GreenOrbs is a long-term wireless sensor network system to monitor the forest environment since 2009. On one hand, GreenOrbs realizes all-year ecological surveillance in the forest, collecting various sensory data including temperature, humidity, illumination, and carbon dioxide titer. On the other hand, GreenOrbs pioneers the effort in the sensor network community to build a practical system. Through the real-world experience in GreenOrbs, we expect to explore the potential design space and scientific solutions, especially addressing the research and engineering challenges for a wireless sensor network system that is deployed in the virgin forest, involves 1000+ sensor nodes, and needs to operate for over one year.
In April 2011, we launched the CitySee system as the extention of GreenOrbs into urban CO2 monitoring area. The goal of CitySee is to deploy thousands of wireless sensor nodes in an urban area of Wuxi City, China, such that multi-dimensional data including CO2, temperature, humidity, light, location, and etc. could be collected in a real-time manner for further analysis. The main applications of CitySee include measuring the carbon absorbance and emissions in different zones of a city, supporting the government’s policy decision in energy saving and emission reduction, and offer citizens with convenient daily living services.

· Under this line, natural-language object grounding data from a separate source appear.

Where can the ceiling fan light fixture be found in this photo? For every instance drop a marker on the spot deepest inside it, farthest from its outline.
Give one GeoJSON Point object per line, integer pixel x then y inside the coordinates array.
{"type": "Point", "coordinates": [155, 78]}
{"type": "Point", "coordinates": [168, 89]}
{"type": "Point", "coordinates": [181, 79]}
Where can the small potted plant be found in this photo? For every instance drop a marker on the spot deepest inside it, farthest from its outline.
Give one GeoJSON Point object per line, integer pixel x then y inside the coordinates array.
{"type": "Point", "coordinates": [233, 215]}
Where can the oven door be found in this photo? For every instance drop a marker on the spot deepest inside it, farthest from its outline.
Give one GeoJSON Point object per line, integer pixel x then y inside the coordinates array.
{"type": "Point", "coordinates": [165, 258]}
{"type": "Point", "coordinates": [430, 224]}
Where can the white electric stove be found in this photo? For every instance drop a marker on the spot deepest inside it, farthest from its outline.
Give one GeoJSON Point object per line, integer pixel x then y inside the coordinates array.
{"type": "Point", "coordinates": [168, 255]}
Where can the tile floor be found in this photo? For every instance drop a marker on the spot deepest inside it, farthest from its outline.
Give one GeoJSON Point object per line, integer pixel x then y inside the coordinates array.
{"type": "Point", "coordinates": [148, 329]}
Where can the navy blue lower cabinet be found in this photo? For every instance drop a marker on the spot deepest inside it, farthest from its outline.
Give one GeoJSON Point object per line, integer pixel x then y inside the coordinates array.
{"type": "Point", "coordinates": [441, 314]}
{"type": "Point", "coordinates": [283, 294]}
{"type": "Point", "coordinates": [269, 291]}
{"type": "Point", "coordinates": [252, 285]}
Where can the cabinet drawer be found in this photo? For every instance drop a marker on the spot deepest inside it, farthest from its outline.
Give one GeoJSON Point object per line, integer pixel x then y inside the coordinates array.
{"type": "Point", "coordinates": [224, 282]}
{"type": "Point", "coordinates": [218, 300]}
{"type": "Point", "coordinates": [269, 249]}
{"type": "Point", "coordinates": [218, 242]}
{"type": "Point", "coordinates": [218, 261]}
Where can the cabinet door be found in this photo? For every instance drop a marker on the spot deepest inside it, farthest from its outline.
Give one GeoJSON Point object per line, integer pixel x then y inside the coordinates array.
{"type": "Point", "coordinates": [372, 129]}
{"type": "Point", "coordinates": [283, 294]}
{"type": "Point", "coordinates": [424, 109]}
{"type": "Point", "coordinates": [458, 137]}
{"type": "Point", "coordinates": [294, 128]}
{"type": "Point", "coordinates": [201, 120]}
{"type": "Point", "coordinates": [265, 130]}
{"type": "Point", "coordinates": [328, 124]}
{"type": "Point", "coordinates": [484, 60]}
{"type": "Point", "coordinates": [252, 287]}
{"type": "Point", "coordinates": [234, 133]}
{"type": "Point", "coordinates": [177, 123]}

Software-defined networking (SDN) is deemed as a promising direction to offer the generalizability of wireless sensor networks (WSN). To introduce SDN into WSNs, however, means a series of non-trivial challenges due to the wireless and ad-hoc nature of WSNs. In this project, we present our study towards a software-defined architecture for multi-function wireless sensor networks. Our proposal called Pangu is built upon the opportunistic routing protocol stack and introduces the concept of modality properties of sensor nodes. It enables centralized network control over a WSN while preserving the flexibility of underlying ad-hoc routing. We tackle the critical problems of the architecture design by presenting three essential components of Pangu. Moreover, we implement Pangu on a real-world testbed and evaluate it with various experiments. Pangu appears in IEEE ICPADS 2017 and wins the best student paper award.